The Journal of Arthroplasty, Volume 32, Issue 6, 1940 - 1945

Superior Survivorship of Cementless vs Cemented Diaphyseal Fixed Modular Rotating-Hinged Knee Megaprosthesis at 7 Years’ Follow-Up

Hu, Chih-Chien et al.


Total knee arthroplasty in the presence of a huge bone and soft-tissue defect is always a challenge. A rotating-hinged (RH) megaprosthesis is indicated for extensive soft-tissue loss with a huge bone defect such as a primary or metastatic neoplasm of the bone, repeat periprosthetic joint infection, or extensive trauma of the knee. However, the reported survivorship of RH megaprostheses is unsatisfactory. The aim of this study was to evaluate the survivorship of megaprostheses and the factors that contribute to implant survival.

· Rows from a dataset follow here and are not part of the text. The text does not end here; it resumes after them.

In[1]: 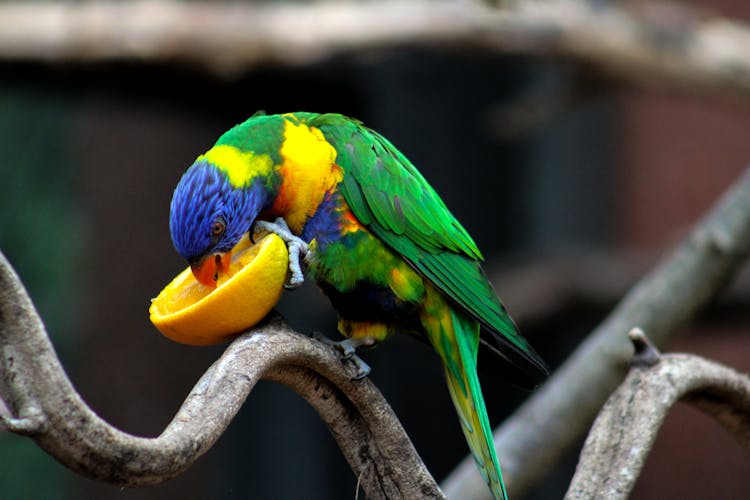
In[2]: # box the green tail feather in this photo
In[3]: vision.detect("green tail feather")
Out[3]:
[444,365,507,500]
[424,297,508,500]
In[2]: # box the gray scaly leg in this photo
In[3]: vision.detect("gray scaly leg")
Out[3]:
[313,333,376,380]
[254,217,308,289]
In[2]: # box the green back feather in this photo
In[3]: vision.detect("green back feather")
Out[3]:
[310,113,542,369]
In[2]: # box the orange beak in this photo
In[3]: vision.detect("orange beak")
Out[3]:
[190,252,232,288]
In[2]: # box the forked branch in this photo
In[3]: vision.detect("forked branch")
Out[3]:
[0,254,442,499]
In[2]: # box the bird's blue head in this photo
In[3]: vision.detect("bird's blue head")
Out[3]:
[169,156,271,287]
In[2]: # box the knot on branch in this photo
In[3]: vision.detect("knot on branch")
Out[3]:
[0,406,46,435]
[628,327,661,367]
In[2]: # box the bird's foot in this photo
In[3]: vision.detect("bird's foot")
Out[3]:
[313,333,376,380]
[254,217,308,289]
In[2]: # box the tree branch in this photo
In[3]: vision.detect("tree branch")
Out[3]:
[0,252,443,498]
[442,167,750,498]
[489,250,750,328]
[565,329,750,499]
[0,1,749,100]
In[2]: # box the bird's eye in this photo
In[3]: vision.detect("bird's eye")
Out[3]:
[210,219,226,237]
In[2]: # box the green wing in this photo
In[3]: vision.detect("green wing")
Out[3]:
[311,114,547,379]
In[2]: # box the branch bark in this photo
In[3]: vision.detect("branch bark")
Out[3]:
[442,167,750,498]
[0,252,443,498]
[565,330,750,499]
[0,1,749,101]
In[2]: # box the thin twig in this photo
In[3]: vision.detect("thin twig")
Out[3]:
[442,167,750,498]
[0,252,443,498]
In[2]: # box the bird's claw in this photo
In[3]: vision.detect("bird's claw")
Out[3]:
[348,357,371,381]
[313,333,375,380]
[254,217,308,289]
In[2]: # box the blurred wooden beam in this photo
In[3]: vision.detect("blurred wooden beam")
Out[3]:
[0,1,749,101]
[490,250,750,326]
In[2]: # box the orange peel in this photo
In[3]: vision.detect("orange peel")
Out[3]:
[149,233,288,346]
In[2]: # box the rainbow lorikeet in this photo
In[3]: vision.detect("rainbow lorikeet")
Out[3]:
[169,112,547,499]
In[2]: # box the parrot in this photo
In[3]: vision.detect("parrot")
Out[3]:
[168,112,547,500]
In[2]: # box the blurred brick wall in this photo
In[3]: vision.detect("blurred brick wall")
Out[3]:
[618,93,750,248]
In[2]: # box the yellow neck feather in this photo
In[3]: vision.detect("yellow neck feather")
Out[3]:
[273,119,341,232]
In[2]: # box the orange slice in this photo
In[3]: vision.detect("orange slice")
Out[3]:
[149,234,288,345]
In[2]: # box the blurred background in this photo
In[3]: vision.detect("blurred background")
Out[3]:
[0,1,749,499]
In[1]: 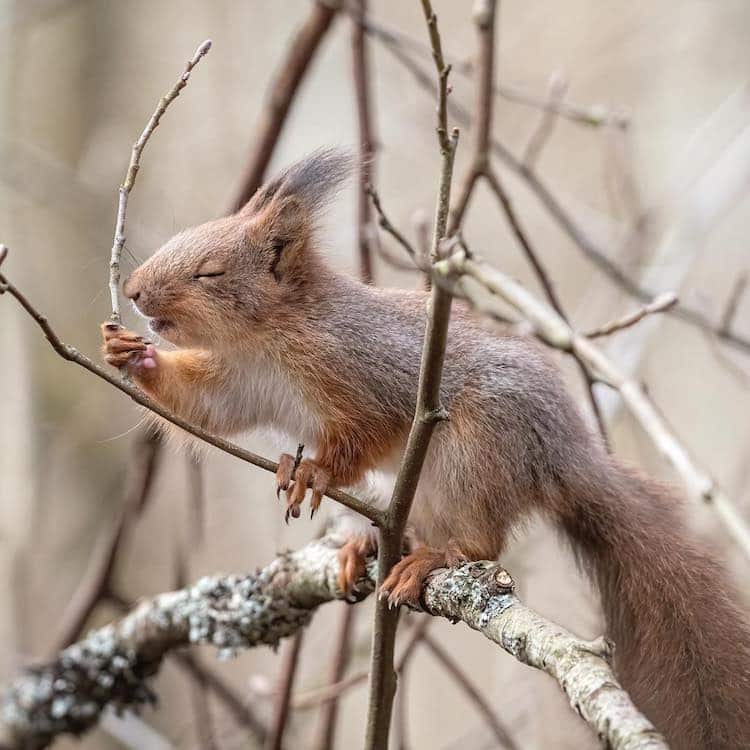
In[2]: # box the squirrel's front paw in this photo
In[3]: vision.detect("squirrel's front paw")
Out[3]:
[101,322,157,372]
[275,455,330,522]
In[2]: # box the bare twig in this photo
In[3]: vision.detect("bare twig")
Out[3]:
[364,2,459,746]
[719,272,748,335]
[483,169,609,443]
[231,1,339,211]
[172,653,267,743]
[435,250,750,559]
[584,292,678,339]
[366,184,420,262]
[351,0,376,283]
[372,21,750,357]
[0,536,665,750]
[421,633,517,750]
[52,429,161,653]
[0,257,380,525]
[349,10,629,129]
[185,654,220,750]
[186,454,206,546]
[108,39,211,323]
[311,605,356,750]
[265,632,305,750]
[522,71,568,169]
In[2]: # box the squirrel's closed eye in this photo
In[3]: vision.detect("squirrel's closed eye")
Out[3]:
[193,270,225,279]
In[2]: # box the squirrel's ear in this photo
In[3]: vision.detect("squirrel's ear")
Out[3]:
[239,147,353,219]
[246,195,307,281]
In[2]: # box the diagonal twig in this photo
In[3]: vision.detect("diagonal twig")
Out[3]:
[108,39,212,324]
[231,1,339,211]
[0,252,380,525]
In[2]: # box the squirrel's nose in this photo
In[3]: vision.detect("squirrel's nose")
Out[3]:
[123,275,140,302]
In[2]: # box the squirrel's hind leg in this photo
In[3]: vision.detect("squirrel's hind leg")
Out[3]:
[380,539,471,608]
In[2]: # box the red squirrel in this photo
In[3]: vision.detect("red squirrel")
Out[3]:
[102,149,750,748]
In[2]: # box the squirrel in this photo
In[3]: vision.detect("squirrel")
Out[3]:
[102,148,750,749]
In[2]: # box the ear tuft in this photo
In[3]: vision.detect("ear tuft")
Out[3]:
[243,147,354,217]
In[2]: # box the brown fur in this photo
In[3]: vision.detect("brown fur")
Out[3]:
[104,149,750,748]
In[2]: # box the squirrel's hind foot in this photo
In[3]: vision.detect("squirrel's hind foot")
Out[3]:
[380,541,470,608]
[337,532,378,599]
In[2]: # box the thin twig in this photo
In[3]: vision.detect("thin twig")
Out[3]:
[364,2,459,746]
[265,632,305,750]
[584,292,678,339]
[51,429,161,653]
[522,71,568,169]
[371,23,750,357]
[0,258,380,525]
[185,654,220,750]
[348,9,629,129]
[366,184,420,261]
[108,40,211,323]
[421,633,518,750]
[483,169,610,444]
[231,1,339,211]
[719,272,748,335]
[186,454,206,545]
[435,250,750,559]
[172,653,267,743]
[311,605,356,750]
[351,0,376,284]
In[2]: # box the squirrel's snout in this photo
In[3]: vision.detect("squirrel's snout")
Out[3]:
[123,274,141,302]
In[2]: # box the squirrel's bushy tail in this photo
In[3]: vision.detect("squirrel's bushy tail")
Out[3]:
[560,460,750,749]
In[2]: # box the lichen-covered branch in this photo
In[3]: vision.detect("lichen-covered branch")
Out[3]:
[421,563,666,750]
[0,537,664,750]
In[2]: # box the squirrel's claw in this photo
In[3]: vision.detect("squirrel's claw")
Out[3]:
[101,323,156,371]
[276,453,296,500]
[275,456,330,523]
[380,544,468,608]
[337,533,378,597]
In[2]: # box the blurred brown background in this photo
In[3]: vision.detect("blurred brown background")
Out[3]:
[2,1,750,748]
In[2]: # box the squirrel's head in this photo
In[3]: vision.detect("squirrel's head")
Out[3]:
[123,148,353,348]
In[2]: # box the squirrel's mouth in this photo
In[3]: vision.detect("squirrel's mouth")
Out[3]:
[149,318,173,334]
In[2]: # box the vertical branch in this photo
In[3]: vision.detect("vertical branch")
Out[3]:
[264,631,305,750]
[186,454,205,546]
[447,0,496,235]
[187,663,219,750]
[108,40,212,323]
[351,0,376,283]
[231,1,339,211]
[364,2,459,747]
[311,605,357,750]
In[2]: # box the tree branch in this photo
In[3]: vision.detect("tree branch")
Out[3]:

A total of 103 RH knee megaprostheses were implanted in 85 patients between January 2001 and June 2013. Each prosthesis was a modular custom-made (CM) cemented or cementless fixed total knee system (United USTAR system). Clinical results and prosthesis survivorship were evaluated between the 2 groups.


The overall survivorship of this CM knee megaprosthesis was 91% at 2 years, 83% at 5 years, and 68% at 10 years. The cumulative component survivorship was 87% in the cemented group and 96% in the cementless group at 2 years compared with 75% in the cemented group and 94% in the cementless group at 5 years. The failure mechanism included loosening in 5 and breakage in 6 patients in the cemented stem group. The survivorship of the cementless fixed component was significantly superior to that of the cemented fixed component.


Our data suggest that modular RHCM knee megaprosthesis provides an acceptable clinical result. A diaphyseal long stem with cementless fixation was more reliable and durable than its cemented counterpart.